RFID (Radio Frequency Identification) technology utilises radio waves to transmit data about an object using radio waves, used in supply chain management and asset tracking applications.
An RFID reader is a device that decodes information contained within an RFID tag. It may be handheld, mounted to a cart or vehicle, or permanently installed at a location.
Detection Methods
Various detection methods are available for RFID readers, which will work best depending on several variables. First and foremost, consider your coverage area requirements and which tags you are using.
Next, you must consider what type of environmental conditions will impact your system. These could include metal particles, liquids or other substances that impede its read range or accuracy.
Once your system has been designed and assembled, consider its intended usage. For example, will it need to remain stationary or require mobility?
Once you have decided upon a detection method suitable for your RFID reader, you must test its technology on tagged items before investing in an expensive reader. Doing this ensures it works in your environment before investing further in expensive technology.
Suppose you use an RFID reader for inventory applications, such as inventory tracking or control. In that case, it must be tested against scanned assets to ensure its effectiveness and efficiency. In addition, test different tag types to ensure that the chosen one works in your environment.

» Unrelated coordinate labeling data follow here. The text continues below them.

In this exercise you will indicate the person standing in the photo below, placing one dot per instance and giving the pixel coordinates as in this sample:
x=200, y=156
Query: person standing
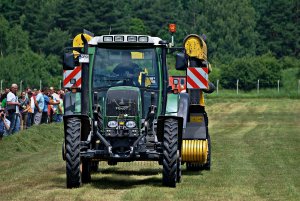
x=13, y=109
x=30, y=109
x=46, y=105
x=55, y=98
x=60, y=109
x=24, y=107
x=39, y=107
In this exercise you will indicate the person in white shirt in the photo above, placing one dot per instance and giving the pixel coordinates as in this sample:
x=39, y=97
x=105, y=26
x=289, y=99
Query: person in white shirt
x=4, y=123
x=56, y=99
x=13, y=109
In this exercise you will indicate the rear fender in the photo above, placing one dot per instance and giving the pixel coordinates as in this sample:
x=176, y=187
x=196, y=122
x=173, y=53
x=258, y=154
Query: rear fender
x=160, y=128
x=72, y=103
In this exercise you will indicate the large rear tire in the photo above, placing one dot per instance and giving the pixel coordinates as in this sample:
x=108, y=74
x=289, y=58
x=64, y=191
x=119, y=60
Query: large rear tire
x=170, y=157
x=208, y=164
x=73, y=152
x=85, y=171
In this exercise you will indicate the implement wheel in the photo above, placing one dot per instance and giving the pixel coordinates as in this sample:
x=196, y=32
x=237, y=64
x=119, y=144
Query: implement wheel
x=192, y=166
x=72, y=144
x=207, y=165
x=170, y=157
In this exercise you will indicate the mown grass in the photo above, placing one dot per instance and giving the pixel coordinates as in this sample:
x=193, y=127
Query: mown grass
x=255, y=147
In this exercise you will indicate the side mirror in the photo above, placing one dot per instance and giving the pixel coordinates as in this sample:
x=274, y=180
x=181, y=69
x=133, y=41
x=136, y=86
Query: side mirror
x=181, y=61
x=68, y=61
x=175, y=81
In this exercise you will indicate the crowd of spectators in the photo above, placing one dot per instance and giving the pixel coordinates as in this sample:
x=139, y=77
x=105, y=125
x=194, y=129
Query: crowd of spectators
x=20, y=111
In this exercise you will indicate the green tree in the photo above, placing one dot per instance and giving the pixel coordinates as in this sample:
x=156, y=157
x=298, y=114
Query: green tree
x=278, y=26
x=4, y=29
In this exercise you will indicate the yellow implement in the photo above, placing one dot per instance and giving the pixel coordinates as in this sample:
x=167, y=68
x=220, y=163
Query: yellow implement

Interference can also hinder the accuracy of an RFID system. Metal and liquid materials, for instance, may interfere with its signals, leading to shorter read ranges and reduced accuracy. However, various techniques are designed to counter these problems and tags are explicitly designed to combat interference for increased precision of your system.
Detection Range
RFID technology uses radio waves to transmit data between tags and readers, with both elements needing to be within an acceptable detection range to work successfully.

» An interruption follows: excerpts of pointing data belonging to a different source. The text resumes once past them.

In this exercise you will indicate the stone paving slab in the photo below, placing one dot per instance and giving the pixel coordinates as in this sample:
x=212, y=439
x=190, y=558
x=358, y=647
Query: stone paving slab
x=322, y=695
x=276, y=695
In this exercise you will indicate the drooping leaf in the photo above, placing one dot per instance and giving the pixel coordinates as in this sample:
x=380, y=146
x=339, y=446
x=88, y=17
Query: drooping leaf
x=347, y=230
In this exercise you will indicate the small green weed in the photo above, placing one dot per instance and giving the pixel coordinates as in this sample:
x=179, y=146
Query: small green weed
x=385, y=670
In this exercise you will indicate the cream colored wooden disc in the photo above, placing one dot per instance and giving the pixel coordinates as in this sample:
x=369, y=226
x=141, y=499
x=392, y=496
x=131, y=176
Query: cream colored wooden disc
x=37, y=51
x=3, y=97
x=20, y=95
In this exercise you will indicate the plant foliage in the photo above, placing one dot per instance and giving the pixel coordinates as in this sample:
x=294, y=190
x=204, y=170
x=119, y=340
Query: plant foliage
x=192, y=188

An RFID reader’s detection range depends on several factors beyond just its frequency type; these include power consumption, cable length and sensitivity settings.
Longer cables decrease signal strength between the reader and antenna, so shorter ones should be chosen to increase the read range. Also, consider investing in higher-rated insulated cable to prevent energy loss and keep more power going to antennas.

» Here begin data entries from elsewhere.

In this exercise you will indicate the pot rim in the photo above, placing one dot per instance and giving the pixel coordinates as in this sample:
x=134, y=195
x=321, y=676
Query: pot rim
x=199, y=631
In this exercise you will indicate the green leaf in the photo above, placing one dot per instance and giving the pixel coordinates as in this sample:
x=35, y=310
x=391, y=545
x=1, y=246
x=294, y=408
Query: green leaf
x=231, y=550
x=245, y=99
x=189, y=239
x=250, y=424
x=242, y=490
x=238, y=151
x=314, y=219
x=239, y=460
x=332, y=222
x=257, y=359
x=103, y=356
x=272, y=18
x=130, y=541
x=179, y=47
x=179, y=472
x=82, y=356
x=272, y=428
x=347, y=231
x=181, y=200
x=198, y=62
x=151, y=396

The detection range can also depend on the types of tags and their orientation. Regarding single orientation tags, linear-polarised antennas work best; circular-polarised antennas are ideal for those that can read multiple orientation tags more effectively.
Active tags have longer read ranges than passive ones because their signals can travel further. For example, low-frequency or LF tags can reach 30 cm (1 foot), while high-frequency tags may extend as far as 50 feet.
RFID tags that fit inside microchips (0.05 mm x 0.05 mm) have been successfully used on everything from live ants to laptops. Even though these tiny tags may appear fragile, they still transmit strong signals and provide accurate location data.
The more extended range doesn’t always translate to greater detection frequency; rather, it indicates that your tag can pick up weaker signals at greater distances. That being said, you must select the ideal tag for your application and understand its maximum range.
Detection Speed
RFID readers offer significant advantages when used for preventative maintenance and safety applications. With their rapid scanning speed, RFID readers can quickly detect tags – often less than one millisecond – bringing significant time-savings.
Two primary factors impact the speed of an RFID reader in terms of detection speed: expected tag responses per request and available memory capacity for reading tags.
The second factor is the frequency of tag responses. As frequency increases, so too will the reader speed at reading tags.
Low frequencies cause the reader to identify fewer tags, potentially degrading system performance if its frequency shifts or is insufficient for its purpose.
Another critical consideration regarding RFID tag and antenna placement is orientation; when aligned correctly, its range increases dramatically – this phenomenon is known as “read angle.”
An RFID tag placed on the ground may move in various directions, and this could significantly decrease its range.
Finally, cable length can hurt its range; the longer a cable is, the more energy will be lost to frictional resistance and dissipation.
To optimise RFID reader detection speeds, consider using shorter cables without adapters or multiplexers that add extra losses; high-rated, insulated cables are best to counterbalance any losses from reduced detection speeds.